您好~感谢您对我们工作训练的兴趣。 对于数据生成,我们没有CFW,所以我们实际上设置w=0。 此时,只需设置w=1即可。
Okay, thank you very much for your response! To ensure better experimental results, I have three more detailed questions to ask. 1、The first question is about training SFT. When training SFT, are the ground truth (gts) randomly cropped from the original HR images with a size of either 512x512 or 768x768 pixels (depending on the base model), and these original HR images without any modifications, such as resizing the photo? 2、The second question is, for the high-resolution facial data used in training, is the same procedure followed as mentioned in the first point?
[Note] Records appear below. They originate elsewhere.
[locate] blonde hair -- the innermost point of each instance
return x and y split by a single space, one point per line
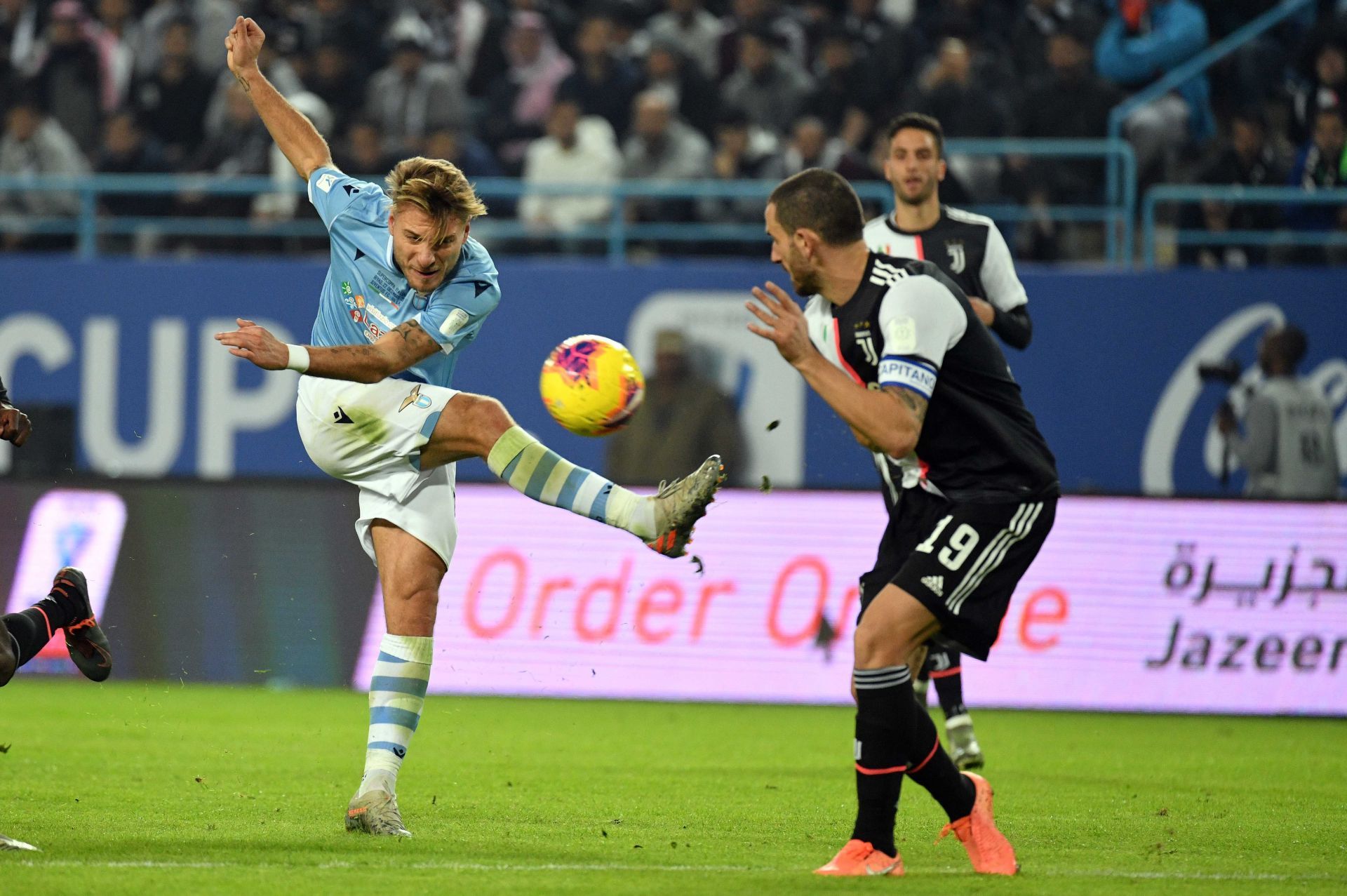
438 189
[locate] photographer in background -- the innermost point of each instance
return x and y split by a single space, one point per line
1288 443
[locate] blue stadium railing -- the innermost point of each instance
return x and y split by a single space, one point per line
89 222
1177 194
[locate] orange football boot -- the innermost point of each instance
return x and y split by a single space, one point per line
861 860
988 848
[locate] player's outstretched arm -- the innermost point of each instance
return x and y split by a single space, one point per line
391 354
290 128
890 420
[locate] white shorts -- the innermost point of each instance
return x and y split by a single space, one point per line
372 436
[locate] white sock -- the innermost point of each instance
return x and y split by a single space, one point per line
396 697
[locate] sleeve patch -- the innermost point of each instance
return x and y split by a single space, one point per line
900 335
909 373
455 321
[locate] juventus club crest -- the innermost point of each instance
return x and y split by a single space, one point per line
957 258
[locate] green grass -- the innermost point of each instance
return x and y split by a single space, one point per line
162 789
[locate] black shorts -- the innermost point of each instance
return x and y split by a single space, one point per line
962 561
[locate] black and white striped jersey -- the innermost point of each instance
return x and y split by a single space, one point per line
911 326
972 251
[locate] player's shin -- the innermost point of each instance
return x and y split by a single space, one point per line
543 474
880 756
396 697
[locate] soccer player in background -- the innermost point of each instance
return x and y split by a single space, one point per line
897 351
407 291
973 253
67 607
I'm concerned that incomplete face cropping(Randomly cropped images may result in incomplete face) might affect the experimental results, so I want to confirm this. 3、The third question is, when training CFW, we need to obtain gts and inputs. I have two guesses regarding their acquisition. The first guess is that gts are first cropped from HR images (so multiple gts images can be cropped from one HR image), and then degraded LQ images are obtained from the gts images as inputs. In this case, the inputs corresponding to one HR image are obtained with different degradation parameters. The second guess is that HR images are first degraded to obtain LQ images, and then gts and inputs are separately obtained from HR and LQ images, respectively. In this case, the inputs corresponding to one HR image are sampled with the same degradation parameters. I wonder which one is the actual practice, and if there are already complete scripts available for this part? I'm looking forward to your response.